I'm still astonished when I see amputees represented positively on television. Both AmyPurdy and Sarah Reinertsen competed in the Amazing Race. Chad Crittenden held his own on Survivor. A main character on Grey's Anatomy is an amputee. Luke, a character on the popular sitcom Modern Family, casually tells his sister that it wouldn't be a big deal if he lost his leg, because then he could get one of those 'cool running legs'. A revealing episode of House informed us that Dr. House, who limps through the series with a bad leg, wishes he'd had his leg amputated when he'd has his medical crisis. He wishes he'd had the courage to amputate. That's a new way of thinking and I'm thrilled to see it on my TV.

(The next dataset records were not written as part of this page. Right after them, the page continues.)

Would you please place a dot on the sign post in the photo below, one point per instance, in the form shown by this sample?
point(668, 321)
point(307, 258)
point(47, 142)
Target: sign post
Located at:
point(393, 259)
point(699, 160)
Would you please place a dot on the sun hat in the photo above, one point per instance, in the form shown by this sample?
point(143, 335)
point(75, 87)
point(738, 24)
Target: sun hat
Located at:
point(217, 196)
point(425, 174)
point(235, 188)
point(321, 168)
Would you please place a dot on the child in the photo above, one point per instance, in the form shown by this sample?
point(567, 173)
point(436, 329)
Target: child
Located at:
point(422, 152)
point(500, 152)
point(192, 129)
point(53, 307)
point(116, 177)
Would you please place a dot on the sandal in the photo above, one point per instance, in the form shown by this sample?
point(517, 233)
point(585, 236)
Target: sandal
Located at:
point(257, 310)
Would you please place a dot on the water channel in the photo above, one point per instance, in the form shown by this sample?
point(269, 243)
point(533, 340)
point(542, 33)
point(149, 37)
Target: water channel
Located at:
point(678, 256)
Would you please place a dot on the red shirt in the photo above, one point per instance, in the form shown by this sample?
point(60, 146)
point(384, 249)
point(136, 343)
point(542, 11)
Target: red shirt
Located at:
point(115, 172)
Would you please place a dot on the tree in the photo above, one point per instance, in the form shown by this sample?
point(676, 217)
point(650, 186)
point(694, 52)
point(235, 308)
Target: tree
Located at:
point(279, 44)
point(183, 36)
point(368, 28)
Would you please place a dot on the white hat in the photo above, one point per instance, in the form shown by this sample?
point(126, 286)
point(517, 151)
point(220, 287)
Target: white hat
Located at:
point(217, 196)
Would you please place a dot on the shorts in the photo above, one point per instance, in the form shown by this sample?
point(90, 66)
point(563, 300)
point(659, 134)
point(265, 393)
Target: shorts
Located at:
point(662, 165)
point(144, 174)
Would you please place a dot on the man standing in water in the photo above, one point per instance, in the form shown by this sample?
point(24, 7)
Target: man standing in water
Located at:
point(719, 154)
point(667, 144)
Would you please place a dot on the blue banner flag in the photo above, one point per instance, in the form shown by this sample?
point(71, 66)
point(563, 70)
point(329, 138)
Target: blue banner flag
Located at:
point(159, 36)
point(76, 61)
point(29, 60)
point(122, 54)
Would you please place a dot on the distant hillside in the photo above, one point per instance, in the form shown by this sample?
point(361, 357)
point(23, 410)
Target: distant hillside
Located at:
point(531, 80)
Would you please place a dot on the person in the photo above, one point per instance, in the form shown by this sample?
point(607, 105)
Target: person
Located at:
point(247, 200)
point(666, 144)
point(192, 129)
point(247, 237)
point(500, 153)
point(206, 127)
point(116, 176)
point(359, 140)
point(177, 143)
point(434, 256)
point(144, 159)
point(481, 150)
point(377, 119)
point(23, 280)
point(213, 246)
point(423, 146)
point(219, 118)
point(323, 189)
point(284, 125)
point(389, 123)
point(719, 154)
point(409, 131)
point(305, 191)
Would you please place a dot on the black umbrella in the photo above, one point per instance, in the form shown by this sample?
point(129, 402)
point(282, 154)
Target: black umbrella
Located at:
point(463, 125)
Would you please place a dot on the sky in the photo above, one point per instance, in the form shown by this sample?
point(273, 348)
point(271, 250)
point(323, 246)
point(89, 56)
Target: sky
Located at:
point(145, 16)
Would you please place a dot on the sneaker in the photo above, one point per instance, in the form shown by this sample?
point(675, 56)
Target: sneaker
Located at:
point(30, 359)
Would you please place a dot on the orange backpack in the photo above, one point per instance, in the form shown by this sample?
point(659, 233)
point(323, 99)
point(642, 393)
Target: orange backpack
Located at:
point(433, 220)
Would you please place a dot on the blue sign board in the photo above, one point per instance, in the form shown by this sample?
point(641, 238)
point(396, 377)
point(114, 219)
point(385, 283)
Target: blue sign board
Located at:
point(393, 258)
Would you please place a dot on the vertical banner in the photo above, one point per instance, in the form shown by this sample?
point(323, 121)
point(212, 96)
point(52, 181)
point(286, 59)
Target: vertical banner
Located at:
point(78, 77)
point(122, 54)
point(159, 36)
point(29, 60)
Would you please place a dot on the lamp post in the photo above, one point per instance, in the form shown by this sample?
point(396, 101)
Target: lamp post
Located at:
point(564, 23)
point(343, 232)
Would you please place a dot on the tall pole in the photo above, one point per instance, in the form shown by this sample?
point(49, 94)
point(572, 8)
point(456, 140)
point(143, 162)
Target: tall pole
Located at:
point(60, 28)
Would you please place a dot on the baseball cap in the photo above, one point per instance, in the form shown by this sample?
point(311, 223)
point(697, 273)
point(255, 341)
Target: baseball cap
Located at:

My 'ampuversary' is a few months away. On January 12, 2004, I will celebrate a decade of new mobility. A decade is a long time. Long enough for me to feel totally comfortable in my amputee life. It quickly became a non issue in our house. My four children have grown up seeing their mom do everything else other mommies do and the fact I click on a leg in the morning seems very normal to them. Their friends have cycled through the house, in the three different states we've lived in the past ten years, and not one of them saw my amputee status as anything more than fascinating.
Attitudes have changed and this new generation is growing up with new ideas. In the next decade amputees will continue to be out there, mixed into the able bodied world. We no longer hide behind long pants or stay home when adventure calls. I'll celebrate my anniversary with a grateful heart. I'm so incredibly grateful to be a part of a community of amazing people, and grateful I get to be a part of an exciting new world.